Insurer’s Settlement Check Only Pertained to Bodily Injury Payments and did not Waive its Subrogation Rights as to Property Damage Payments

In State Farm Mutual Auto Insurance Company v. Easterling, Frank Krupa (“Krupa”) was struck by a car driven by Sheena Easterling  and owned by her mother and the defendant, Janet K. Easterling-Wiggins. State Farm Mutual Automobile Insurance Company (“State Farm”) paid Krupa’s medical expenses and property damage and then sought reimbursement through subrogation rights from defendant’s insurer. Krupa filed a personal injury suit against Sheena Easterling, the parties settled, and Krupa signed a general release. State Farm endorsed the settlement check. State Farm argues that the settlement check only covered damages for bodily injury; therefore, it still has subrogation rights for property damage.
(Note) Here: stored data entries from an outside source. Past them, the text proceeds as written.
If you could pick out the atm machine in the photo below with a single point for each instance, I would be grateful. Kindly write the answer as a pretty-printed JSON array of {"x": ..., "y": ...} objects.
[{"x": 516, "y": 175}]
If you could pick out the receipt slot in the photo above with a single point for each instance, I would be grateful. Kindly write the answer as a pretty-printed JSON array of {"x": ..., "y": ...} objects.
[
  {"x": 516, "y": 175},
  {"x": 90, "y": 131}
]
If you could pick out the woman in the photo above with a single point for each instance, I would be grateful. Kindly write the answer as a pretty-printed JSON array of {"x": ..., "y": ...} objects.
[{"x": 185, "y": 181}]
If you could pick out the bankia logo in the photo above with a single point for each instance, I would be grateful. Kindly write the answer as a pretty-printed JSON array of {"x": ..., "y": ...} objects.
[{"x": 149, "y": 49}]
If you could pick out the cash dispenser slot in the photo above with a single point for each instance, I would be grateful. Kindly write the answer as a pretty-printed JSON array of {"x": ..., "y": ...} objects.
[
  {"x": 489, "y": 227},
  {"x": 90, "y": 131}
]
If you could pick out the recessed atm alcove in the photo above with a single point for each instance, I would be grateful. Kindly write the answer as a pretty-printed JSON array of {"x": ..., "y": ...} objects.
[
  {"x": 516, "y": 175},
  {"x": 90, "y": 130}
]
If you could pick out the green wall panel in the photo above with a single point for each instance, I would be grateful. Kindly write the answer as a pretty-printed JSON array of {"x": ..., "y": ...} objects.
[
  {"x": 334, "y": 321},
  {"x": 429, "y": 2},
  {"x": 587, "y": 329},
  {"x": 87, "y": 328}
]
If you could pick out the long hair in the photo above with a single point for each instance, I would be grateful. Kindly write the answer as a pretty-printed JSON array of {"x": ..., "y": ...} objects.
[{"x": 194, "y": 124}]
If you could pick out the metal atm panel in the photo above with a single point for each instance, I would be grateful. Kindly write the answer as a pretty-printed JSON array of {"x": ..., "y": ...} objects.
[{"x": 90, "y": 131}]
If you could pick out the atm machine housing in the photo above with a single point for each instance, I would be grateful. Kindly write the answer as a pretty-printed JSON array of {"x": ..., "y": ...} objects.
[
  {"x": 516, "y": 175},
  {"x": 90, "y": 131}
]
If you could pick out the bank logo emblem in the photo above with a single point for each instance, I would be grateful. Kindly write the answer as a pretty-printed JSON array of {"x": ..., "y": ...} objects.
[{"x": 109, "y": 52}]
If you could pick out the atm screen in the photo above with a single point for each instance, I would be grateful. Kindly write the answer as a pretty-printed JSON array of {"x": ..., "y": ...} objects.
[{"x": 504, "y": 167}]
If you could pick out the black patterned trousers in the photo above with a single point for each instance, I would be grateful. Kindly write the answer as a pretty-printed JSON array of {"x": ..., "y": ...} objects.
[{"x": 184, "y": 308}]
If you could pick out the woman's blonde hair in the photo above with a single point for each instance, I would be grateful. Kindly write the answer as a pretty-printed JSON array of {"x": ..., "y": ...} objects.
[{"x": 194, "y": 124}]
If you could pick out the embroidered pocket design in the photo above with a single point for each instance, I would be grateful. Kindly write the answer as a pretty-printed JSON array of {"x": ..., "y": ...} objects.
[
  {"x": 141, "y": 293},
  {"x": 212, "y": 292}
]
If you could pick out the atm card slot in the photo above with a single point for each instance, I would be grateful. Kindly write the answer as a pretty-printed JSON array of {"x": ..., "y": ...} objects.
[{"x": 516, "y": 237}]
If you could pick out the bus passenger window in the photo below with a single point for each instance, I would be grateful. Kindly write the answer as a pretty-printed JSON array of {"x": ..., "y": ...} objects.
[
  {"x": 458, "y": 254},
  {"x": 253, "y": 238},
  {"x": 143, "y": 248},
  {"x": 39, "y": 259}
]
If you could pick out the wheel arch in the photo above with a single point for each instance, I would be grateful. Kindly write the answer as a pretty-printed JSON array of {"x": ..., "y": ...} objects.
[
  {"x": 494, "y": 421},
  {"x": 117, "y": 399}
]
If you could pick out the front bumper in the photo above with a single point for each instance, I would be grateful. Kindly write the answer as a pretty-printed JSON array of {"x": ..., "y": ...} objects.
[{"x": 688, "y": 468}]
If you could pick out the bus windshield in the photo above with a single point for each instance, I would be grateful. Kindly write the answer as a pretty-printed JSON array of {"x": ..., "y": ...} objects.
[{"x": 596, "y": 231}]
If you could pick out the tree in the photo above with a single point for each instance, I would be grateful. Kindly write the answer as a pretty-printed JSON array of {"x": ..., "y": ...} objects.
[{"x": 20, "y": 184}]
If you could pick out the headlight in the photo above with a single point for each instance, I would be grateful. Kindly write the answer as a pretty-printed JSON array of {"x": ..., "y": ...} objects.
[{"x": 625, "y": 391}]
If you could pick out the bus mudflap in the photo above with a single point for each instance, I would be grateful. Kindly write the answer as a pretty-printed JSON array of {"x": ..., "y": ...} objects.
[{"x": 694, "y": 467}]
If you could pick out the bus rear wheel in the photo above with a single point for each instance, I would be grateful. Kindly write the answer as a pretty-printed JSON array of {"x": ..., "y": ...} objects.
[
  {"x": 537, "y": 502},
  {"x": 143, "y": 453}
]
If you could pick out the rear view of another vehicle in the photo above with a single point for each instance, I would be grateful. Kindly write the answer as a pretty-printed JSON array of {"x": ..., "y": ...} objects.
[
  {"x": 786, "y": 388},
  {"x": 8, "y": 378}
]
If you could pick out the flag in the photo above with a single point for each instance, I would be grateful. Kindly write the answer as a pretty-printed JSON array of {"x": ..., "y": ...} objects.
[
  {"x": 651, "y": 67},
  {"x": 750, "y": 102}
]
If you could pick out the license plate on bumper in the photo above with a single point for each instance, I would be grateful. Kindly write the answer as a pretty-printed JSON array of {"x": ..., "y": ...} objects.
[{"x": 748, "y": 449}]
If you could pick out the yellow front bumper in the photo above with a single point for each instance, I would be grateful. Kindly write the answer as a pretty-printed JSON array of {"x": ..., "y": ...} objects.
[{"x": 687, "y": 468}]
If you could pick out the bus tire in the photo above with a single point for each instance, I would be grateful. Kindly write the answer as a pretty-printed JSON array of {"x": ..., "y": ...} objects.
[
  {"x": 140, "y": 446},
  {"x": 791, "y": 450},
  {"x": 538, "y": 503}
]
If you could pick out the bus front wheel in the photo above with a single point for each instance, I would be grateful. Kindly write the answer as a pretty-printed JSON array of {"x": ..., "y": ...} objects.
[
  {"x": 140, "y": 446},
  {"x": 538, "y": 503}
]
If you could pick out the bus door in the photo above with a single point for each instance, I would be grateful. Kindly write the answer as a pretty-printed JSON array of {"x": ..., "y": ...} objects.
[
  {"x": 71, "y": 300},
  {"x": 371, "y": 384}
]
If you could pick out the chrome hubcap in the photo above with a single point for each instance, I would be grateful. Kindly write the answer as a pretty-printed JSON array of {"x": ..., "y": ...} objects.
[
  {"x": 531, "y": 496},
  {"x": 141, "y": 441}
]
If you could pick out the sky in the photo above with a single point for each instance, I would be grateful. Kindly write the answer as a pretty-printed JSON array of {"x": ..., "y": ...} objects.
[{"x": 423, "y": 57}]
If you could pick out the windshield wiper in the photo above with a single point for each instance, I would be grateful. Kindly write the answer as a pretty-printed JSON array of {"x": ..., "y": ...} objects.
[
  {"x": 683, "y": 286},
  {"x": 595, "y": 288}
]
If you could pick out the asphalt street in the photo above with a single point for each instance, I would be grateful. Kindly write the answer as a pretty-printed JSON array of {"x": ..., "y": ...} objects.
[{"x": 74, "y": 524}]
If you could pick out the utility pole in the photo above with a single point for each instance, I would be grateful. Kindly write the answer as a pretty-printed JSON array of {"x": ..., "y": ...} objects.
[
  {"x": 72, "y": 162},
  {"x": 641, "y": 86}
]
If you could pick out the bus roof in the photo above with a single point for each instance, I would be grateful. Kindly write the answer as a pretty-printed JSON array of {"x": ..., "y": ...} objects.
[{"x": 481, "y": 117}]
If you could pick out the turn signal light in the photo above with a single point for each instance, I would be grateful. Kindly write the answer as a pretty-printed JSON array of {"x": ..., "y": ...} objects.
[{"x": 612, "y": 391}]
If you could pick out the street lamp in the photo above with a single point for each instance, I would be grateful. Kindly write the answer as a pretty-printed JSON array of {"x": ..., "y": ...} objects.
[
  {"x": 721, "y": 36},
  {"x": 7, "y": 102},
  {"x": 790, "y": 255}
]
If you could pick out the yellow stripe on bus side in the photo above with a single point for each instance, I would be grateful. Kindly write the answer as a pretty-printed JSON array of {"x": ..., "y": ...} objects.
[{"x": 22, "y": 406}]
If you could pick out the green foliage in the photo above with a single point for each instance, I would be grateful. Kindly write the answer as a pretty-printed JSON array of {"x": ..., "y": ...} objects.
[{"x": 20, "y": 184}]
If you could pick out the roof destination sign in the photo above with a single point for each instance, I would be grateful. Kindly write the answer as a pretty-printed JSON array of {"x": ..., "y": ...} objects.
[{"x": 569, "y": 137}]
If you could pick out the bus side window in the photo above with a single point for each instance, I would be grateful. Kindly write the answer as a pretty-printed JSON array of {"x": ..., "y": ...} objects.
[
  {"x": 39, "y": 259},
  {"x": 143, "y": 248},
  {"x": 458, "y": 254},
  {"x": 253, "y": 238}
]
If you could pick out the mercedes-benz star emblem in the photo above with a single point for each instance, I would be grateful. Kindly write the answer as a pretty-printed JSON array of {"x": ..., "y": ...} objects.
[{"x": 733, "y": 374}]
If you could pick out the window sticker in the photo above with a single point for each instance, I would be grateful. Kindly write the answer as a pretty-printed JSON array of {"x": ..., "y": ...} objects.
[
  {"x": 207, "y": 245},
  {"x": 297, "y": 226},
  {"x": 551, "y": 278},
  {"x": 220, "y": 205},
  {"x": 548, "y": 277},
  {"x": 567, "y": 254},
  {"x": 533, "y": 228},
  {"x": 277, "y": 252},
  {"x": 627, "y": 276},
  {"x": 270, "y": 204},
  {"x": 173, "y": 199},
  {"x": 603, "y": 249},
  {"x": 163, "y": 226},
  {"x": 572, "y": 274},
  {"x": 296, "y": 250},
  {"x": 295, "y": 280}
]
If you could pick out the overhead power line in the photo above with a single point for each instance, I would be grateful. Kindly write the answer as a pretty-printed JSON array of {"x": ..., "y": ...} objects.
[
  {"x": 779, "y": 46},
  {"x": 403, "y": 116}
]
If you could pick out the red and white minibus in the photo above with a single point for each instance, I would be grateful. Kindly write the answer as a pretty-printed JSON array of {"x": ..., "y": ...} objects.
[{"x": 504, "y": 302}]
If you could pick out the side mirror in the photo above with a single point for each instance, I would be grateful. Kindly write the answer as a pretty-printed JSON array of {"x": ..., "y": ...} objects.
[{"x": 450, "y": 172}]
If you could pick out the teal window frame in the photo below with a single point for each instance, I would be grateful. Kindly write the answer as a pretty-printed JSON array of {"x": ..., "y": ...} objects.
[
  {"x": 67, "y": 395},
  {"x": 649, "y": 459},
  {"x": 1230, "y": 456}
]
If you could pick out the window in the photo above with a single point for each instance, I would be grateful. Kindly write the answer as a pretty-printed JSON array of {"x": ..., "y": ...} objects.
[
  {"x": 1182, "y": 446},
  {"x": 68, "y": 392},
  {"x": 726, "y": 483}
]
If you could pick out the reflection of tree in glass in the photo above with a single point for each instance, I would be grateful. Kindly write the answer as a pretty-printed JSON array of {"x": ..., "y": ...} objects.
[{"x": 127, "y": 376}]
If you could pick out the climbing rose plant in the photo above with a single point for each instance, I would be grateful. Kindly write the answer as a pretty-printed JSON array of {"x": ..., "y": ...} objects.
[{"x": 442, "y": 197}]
The court reviewed whether State Farm’s limited power of attorney regarding the settlement check in the Krupa suit only pertained to bodily injury payment and did not waive its subrogation rights as to property damage payments.

Under Illinois law, waiver arises from an affirmative act, is consensual, and consists of an intentional relinquishment of a known right. A waiver may be either expressed or implied, arising from acts, words, conduct or knowledge of the insurer. When there is no dispute as to the material facts and only one reasonable inference can be drawn, it is a question of law as to whether waiver has been established. An insurer desiring to reserve its right against a second insurer must make this position clear in it correspondence with the second insurer.  It is also considered good practice to include such reservation language in any settlement agreement or order, then provide a copy of it to the non-settling insurer.

The court held that State Farm did not commit any act that can reasonably be construed as a relinquishment of its property damage subrogation claim or that Krupa effectively released State Farm’s property damage subrogation claims.

State Farm Mut. Auto. Ins. Co. v. Easterling, 2014 IL App (1st) 133225.